Beautiful shots! I want to go just to take pictures lol!


----------



## ErisAlpine (Nov 13, 2009)

Oh my, very beautiful, so jealous of you. Thank you for sharing


----------



## JessRU09 (Aug 25, 2008)

Reudi is so unusual looking -- his eyes are incredible!


----------



## Dakota Spirit (Jul 31, 2007)

Reudi has always been a favorite of mine, I just love his face 
Looks like you had a fun trip, thanks for sharing such great pictures!


----------



## alphadoginthehouse (Jun 7, 2008)

Oh, what beautiful wolves and great photos! You have a great eye. Wotan is so handsome.


----------



## princesstiffany (Mar 26, 2009)

this is something i would love the chance to do, i am so interested in wolves and canine behavior.

those pictures are amazing. i am so jealous.


----------



## zimandtakandgrrandmimi (May 8, 2008)

awww jealous you got to meet Wotan...you has Wolfgang pics yes?(he's one of my favs after Orca...is Orca still around?)

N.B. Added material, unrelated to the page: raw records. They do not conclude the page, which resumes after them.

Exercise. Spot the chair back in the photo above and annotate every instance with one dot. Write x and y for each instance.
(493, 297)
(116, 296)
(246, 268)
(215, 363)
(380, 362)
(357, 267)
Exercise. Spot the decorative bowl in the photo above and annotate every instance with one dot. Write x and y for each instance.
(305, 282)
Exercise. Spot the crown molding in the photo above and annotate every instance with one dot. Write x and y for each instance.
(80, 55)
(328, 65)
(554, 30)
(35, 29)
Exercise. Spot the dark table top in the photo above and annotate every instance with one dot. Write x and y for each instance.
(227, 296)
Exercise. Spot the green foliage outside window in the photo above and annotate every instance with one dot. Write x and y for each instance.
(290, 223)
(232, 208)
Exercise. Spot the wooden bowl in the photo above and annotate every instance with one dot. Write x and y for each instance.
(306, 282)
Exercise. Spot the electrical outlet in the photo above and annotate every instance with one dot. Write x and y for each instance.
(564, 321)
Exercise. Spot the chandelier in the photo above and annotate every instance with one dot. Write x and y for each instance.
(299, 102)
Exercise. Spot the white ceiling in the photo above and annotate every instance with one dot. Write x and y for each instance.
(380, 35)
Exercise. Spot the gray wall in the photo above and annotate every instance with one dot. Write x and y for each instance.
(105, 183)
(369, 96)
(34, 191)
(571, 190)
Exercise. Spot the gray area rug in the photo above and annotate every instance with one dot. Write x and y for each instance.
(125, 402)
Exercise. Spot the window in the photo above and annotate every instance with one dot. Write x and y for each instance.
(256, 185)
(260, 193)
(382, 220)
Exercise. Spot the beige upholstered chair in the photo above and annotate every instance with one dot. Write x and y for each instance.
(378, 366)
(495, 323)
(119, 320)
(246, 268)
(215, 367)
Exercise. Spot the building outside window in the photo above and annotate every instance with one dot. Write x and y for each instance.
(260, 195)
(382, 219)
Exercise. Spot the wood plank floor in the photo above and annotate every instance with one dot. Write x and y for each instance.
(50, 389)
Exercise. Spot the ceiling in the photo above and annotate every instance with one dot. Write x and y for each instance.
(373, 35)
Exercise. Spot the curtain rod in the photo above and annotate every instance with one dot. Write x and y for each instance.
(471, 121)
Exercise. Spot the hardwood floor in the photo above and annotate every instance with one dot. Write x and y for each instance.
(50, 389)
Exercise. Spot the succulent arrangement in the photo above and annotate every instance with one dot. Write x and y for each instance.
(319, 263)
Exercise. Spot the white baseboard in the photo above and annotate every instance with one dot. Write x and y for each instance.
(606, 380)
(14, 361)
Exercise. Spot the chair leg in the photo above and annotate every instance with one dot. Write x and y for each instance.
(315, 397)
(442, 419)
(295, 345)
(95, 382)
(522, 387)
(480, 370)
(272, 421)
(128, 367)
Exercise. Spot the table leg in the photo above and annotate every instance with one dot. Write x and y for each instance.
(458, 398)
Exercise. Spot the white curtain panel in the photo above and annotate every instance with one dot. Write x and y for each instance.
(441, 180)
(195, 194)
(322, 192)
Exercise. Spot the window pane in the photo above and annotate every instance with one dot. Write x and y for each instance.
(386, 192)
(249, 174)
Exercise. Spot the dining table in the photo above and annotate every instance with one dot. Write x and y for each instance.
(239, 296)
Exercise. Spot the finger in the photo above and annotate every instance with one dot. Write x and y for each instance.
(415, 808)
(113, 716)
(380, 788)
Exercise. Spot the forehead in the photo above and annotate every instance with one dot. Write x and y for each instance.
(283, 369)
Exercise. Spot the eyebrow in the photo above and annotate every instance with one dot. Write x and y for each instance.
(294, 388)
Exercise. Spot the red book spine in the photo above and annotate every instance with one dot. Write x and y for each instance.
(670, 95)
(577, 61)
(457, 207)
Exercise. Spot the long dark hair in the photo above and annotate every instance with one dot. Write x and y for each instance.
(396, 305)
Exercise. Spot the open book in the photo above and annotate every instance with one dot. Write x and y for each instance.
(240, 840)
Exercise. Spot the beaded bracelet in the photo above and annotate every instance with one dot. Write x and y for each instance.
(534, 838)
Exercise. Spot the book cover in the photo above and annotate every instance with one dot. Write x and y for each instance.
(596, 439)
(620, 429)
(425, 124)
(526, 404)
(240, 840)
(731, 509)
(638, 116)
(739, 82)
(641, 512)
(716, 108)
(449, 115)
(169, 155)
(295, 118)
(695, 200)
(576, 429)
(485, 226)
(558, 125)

and Kailani...did you get to meet her? she seems like my kinda girl...bossy lol....


----------



## alphadoginthehouse (Jun 7, 2008)

zimandtakandgrrandmimi said:


> awww jealous you got to meet Wotan...you has Wolfgang pics yes?(he's one of my favs after Orca...is Orca still around?)
> 
> and Kailani...did you get to meet her? she seems like my kinda girl...bossy lol....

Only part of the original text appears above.